KITAB SUCI BUKAN ALLAH

KITAB SUCI BUKAN ALLAH
GAMBAR ILUSTRASI

Rita berusia sekitar 50 tahun, dosen yang memberi kuliah di perguruan tinggi di Jakarta, juga di perguruan tinggi di Jawa Timur. Kedatangannya untuk konsultasi mengenai perjalanan hidupnya dan rumah tangganya. Dia sudah cerai dengan suaminya dan sekarang mendambakan searang pria sebagai sandaran hidup di hari tuanya. Setelah memeriksa data pribadinya, saya tahu bahwa Rita tidak punya jatah jodoh, kehidupan suami istrinya pasti tidak harmonis dan berakhir dengan perceraian. Oleh karena itu saya katakan kalau mau mencari pria sebagai sandaran hidup di hari tua, jangan ada ikatan pernikahan secara kebudayaan, kepercayaan dan upacara-upacara lainnya. Cukup dengan catatan sipil saja, kalau perlu dan mau boleh melakukan per- nikahan tamasya saja, jangan ada pesta pernikahan.

Rita keberatan dengan usul saya, acara adat dan kebudayaan tidak mungkin dia tinggalkan. Rita bukan umat Kristen maupun Katholik, jadi waktu saya beritahu dia tidak ada jatah jodoh dan saya minta dia membaca kitab Injil untuk penjelasannya, dia memberitahu agama yang dianut dan mengatakan bahwa dia bisa berdosa kalau membaca kitab Injil.

Saya katakan pada Rita bahwa kitab suci adalah sebuah buku, bukan Allah. Sebuah buku yang berisi ajaran-ajaran Allah, bukan Allah-nya sendiri. "Anda seorang dosen, saya juga dosen. Di dalam menyiapkan bahan mata kuliah anda, pasti memakai beberapa buku acuan atau buku referensi. Kitab suci juga seperti buku-buku referensi itu, hanya konteks isinya saja yang lain.
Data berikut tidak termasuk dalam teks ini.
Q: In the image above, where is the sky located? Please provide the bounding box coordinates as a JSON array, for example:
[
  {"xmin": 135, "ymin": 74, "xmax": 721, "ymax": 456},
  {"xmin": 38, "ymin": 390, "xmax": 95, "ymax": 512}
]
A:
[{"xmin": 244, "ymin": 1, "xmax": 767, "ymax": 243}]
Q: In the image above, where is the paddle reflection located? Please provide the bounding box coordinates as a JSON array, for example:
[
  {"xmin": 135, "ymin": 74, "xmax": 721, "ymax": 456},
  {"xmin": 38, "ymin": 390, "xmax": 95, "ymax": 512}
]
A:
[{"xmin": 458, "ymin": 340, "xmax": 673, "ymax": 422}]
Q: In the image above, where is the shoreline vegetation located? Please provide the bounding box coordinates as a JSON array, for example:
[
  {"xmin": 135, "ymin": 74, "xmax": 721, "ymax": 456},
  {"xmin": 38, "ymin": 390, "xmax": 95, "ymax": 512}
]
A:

Anda tahu berapa banyak kitab suci dari berbagai agama yang setiap tahun dibuang di tong sampah? Ribuan kitab suci dibuang di tong sampah setiap tahun", saya menjelaskan pada rita.

Rita protes, "Bagaimana mungkin kitab suci dibuang di tong sampah? "Ya, setiap tahun ribuan kitab suci dari berbagai agama rusak akibat kebanjiran dan kebakaran. Semua kitab suci yang sudah rusak itu dibuang di tong sampah. Yang dibuang hanya buku, bukan ajarannya." Rupanya Rita cepat mengerti dan dia dapat menerima penjelasan saya.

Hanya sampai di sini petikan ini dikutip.